Microvascular function can routinely be studied in humans using non-invasive laser Doppler flowmetry of the skin [2]. The hyperaemic response to local heating of the skin provides an integrated index of neurovascular and nitric oxide-dependent cutaneous blood flow regulation [2, 3]. In healthy subjects, local thermal hyperaemia is characterized by an initial peak within the first 5 min, a subsequent nadir and finally a sustained plateau. The initial peak is axon reflex dependent. This axon reflex is mediated by activation of peripheral C-fibres, which induce anti-dromic impulse conduction, ultimately resulting in the release of vasodilating neuropeptides [4]. Available data suggest that the neuropeptides involved in the initial peak response are calcitonin gene-related peptide (CGRP) and substance P, whereas the plateau phase is nitric oxide dependent [5].
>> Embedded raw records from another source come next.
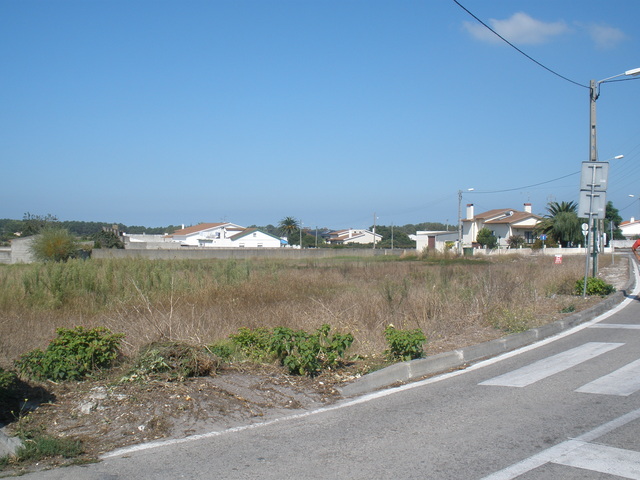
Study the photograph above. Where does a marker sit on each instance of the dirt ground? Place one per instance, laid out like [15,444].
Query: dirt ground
[109,414]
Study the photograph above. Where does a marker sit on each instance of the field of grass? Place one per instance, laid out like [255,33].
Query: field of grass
[205,301]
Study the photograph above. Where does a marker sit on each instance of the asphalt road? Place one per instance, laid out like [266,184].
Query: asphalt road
[568,407]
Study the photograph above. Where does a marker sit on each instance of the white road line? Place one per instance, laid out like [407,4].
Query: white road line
[551,365]
[622,382]
[554,453]
[603,459]
[625,326]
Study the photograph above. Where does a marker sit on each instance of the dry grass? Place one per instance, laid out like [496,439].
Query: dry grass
[452,301]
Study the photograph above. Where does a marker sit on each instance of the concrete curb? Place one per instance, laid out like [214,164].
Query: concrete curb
[407,371]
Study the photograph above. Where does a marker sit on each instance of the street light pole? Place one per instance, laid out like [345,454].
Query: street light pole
[460,219]
[594,93]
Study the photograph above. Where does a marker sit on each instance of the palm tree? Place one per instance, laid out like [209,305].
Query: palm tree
[289,227]
[562,223]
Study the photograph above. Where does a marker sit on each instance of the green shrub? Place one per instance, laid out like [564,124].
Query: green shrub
[309,353]
[595,286]
[301,352]
[404,345]
[253,343]
[54,244]
[73,355]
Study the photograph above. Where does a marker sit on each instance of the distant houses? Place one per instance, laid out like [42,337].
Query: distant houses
[352,236]
[502,222]
[208,235]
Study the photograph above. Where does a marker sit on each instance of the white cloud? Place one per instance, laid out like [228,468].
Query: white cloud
[604,36]
[519,29]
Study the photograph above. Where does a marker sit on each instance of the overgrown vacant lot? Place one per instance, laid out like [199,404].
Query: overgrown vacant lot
[453,301]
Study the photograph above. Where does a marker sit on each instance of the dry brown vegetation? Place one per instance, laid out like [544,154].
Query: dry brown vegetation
[205,301]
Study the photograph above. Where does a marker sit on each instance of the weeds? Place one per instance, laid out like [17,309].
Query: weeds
[204,302]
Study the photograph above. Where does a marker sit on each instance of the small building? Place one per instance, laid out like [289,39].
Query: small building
[256,238]
[503,222]
[435,240]
[345,237]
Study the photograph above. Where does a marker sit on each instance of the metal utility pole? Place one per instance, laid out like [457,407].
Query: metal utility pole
[374,230]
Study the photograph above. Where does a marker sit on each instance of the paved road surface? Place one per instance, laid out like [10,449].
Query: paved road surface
[566,408]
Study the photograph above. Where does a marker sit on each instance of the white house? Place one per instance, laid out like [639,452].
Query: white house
[206,235]
[434,240]
[503,222]
[224,235]
[255,238]
[631,229]
[343,237]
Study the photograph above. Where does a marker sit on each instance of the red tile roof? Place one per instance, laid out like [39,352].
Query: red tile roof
[196,228]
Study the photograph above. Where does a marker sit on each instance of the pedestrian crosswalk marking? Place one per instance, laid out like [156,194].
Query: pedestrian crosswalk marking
[603,459]
[551,365]
[623,326]
[623,382]
[563,452]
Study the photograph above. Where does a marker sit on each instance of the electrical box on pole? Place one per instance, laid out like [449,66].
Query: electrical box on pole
[593,188]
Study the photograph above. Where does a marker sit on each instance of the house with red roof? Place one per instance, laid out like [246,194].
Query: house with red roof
[350,235]
[503,222]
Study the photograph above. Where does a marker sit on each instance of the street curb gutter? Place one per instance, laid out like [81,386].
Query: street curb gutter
[415,369]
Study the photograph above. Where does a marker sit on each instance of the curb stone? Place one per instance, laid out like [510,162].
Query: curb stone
[404,372]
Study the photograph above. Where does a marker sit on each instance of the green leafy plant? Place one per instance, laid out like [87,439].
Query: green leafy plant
[54,244]
[75,354]
[303,353]
[404,345]
[253,342]
[172,361]
[595,286]
[306,353]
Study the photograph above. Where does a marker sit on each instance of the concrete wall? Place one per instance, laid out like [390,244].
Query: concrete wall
[242,253]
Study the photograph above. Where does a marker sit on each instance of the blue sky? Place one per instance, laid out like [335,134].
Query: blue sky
[153,112]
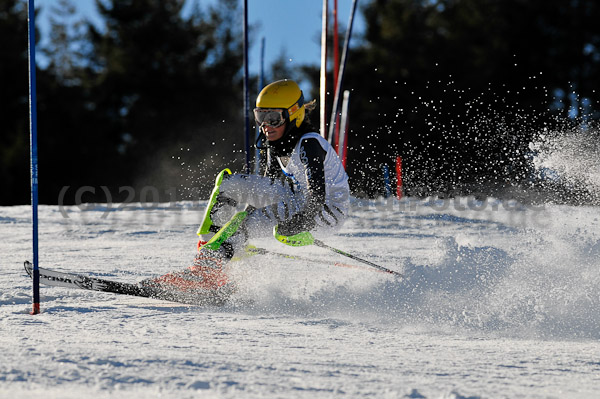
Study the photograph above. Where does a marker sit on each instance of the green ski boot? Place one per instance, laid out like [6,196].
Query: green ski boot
[207,222]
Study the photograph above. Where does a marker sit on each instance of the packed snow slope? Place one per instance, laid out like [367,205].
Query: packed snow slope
[499,300]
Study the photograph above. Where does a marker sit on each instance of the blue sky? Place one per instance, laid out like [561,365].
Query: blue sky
[291,27]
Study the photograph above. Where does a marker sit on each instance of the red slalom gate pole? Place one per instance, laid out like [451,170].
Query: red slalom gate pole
[399,189]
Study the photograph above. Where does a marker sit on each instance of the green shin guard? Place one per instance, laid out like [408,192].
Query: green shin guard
[229,229]
[206,220]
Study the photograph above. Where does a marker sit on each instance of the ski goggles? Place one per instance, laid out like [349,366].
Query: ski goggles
[273,117]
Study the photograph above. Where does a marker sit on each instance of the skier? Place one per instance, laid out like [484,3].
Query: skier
[304,189]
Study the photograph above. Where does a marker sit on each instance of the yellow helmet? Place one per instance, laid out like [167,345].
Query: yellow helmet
[283,94]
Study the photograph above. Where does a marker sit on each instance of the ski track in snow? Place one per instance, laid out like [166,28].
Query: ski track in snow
[500,300]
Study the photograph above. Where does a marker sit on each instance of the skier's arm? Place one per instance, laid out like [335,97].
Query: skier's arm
[312,155]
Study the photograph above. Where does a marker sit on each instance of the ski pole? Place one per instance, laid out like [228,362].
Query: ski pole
[356,258]
[306,238]
[263,251]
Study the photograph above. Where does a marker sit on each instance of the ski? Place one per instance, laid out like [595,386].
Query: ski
[71,280]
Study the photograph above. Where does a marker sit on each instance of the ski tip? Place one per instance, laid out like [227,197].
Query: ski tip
[36,309]
[28,267]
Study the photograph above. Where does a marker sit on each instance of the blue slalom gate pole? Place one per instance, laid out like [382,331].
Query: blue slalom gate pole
[246,89]
[33,155]
[261,84]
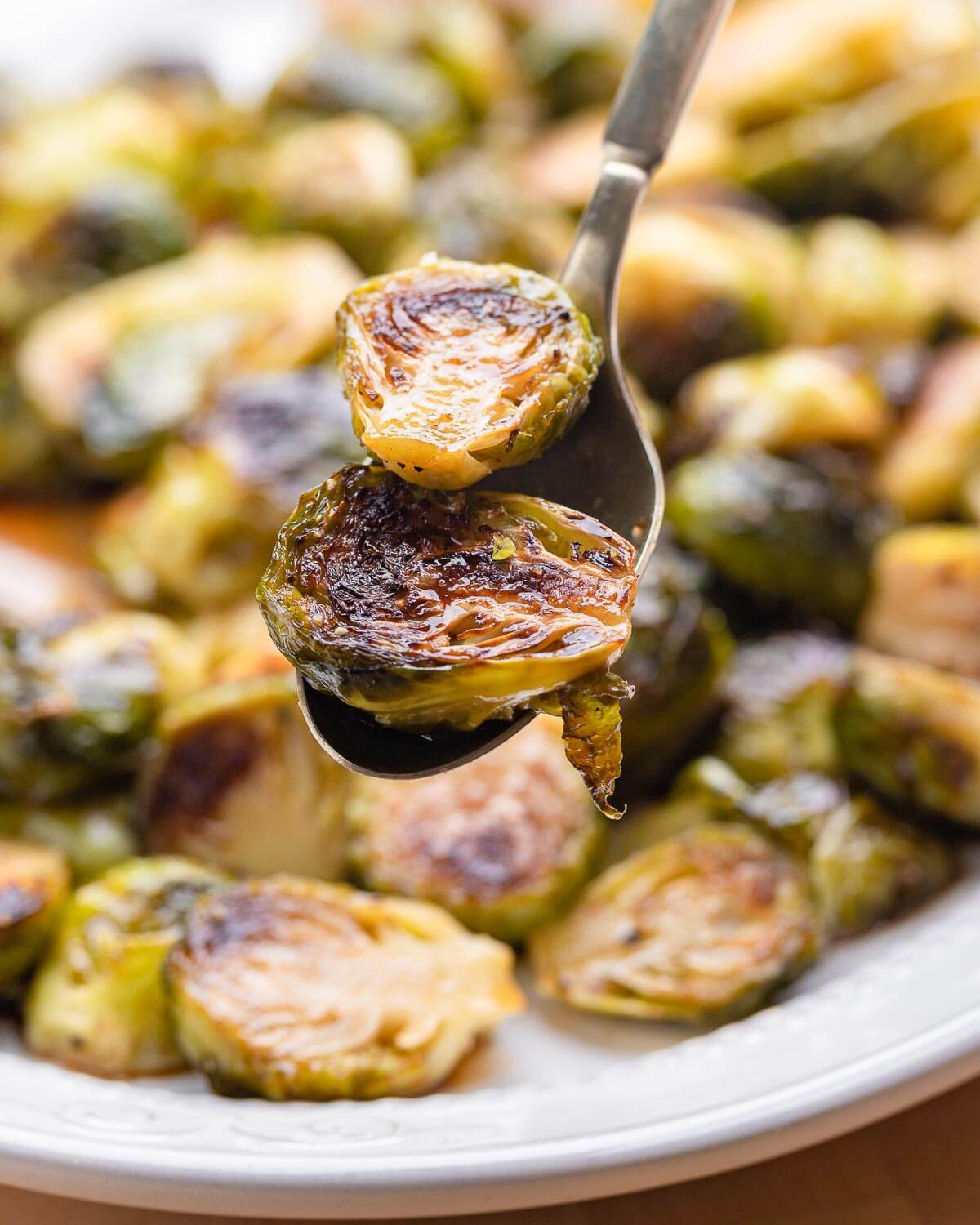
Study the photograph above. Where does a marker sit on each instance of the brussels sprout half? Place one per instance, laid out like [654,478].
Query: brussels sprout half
[234,778]
[115,370]
[700,928]
[288,987]
[456,369]
[98,1001]
[913,733]
[33,886]
[435,609]
[198,529]
[504,843]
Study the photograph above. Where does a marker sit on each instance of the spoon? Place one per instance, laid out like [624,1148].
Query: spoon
[605,466]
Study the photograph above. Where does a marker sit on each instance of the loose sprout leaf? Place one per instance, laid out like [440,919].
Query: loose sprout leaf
[456,369]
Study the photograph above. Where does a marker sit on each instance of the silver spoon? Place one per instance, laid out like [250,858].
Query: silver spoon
[605,466]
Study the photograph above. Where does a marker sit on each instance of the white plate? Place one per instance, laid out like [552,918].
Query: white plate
[559,1107]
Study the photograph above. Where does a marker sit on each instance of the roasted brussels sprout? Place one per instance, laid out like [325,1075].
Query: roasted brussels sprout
[702,283]
[504,843]
[675,658]
[700,928]
[938,448]
[925,597]
[288,987]
[235,779]
[456,369]
[781,695]
[78,702]
[782,402]
[430,609]
[95,832]
[786,531]
[33,886]
[117,369]
[198,529]
[913,733]
[98,1001]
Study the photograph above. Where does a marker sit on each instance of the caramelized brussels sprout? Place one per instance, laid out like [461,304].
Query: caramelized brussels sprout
[429,609]
[913,733]
[782,402]
[924,470]
[117,369]
[504,843]
[700,928]
[786,531]
[456,369]
[237,779]
[93,832]
[675,658]
[33,886]
[78,702]
[406,994]
[925,597]
[198,529]
[98,1001]
[781,695]
[700,284]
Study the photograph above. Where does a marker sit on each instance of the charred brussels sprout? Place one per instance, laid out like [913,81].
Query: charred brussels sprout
[235,779]
[913,733]
[406,992]
[98,1001]
[782,402]
[456,369]
[504,843]
[78,703]
[33,886]
[675,658]
[117,369]
[700,928]
[925,597]
[198,529]
[95,832]
[429,609]
[786,531]
[938,448]
[700,284]
[781,696]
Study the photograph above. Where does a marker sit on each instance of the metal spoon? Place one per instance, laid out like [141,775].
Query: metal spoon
[605,466]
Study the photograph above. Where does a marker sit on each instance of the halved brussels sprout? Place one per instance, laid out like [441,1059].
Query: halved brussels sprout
[700,928]
[78,703]
[93,832]
[504,843]
[198,529]
[778,56]
[456,369]
[781,695]
[782,402]
[33,886]
[702,283]
[925,597]
[234,778]
[913,733]
[675,658]
[117,369]
[786,531]
[288,987]
[938,448]
[98,1001]
[435,609]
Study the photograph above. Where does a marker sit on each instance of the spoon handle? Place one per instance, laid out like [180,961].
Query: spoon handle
[648,107]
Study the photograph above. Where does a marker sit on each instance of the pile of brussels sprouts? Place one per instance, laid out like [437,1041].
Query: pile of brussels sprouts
[186,881]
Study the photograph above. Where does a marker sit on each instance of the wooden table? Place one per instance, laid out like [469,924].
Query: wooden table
[921,1168]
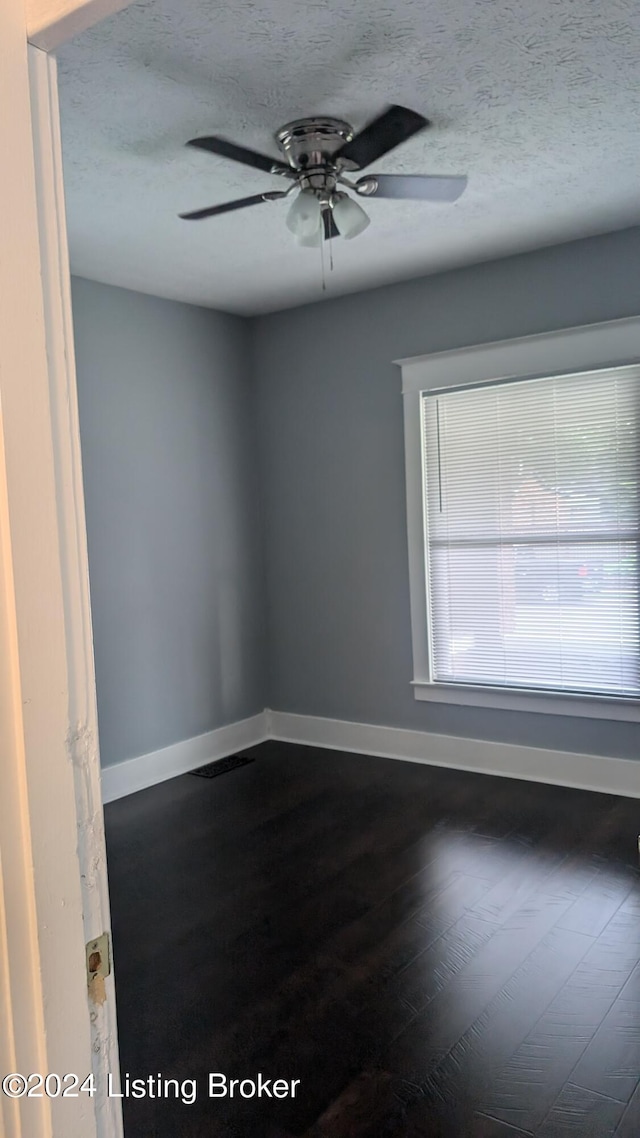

We, and others, have recently used local thermal hyperaemia as an integrated test to study microvascular function in SSc [6–9]. We have previously shown that local thermal hyperaemia is impaired in patients with secondary RP compared with patients with primary RP [6]. In patients with SSc, the initial peak and the late plateau phase of the response are both impaired. These alterations do not relate to skin fibrosis or to associated macroangiopathy in most cases [7]. In addition, both RP and SSc have been linked to a reduction in the number of CGRP neurons in the finger skin [10]. However, few data are available on dynamic neurovascular regulation in the circulation to the finger pads, which are rich in arterio-venous anastomoses. Indeed, most studies in this area have focused on the non-glabrous skin of the forearm.
Lidocaine/prilocaine, when applied as a cream over the skin of healthy subjects, induces a time-dependent decrease in cutaneous sensitivity that is associated with a blunted axon reflex-mediated vasodilation [11]. As such, lidocaine/prilocaine cream can be used as a pharmacological tool to inhibit the axon reflex. As thermal hyperaemia data on finger pads is lacking, we used this pharmacological tool in the first study to compare the axon reflex-dependent thermal hyperaemia on fingers and forearm of healthy volunteers. Then, we performed a second study to assess whether the axon reflex-dependent thermal hyperaemia is altered in the fingers of patients with SSc or primary RP.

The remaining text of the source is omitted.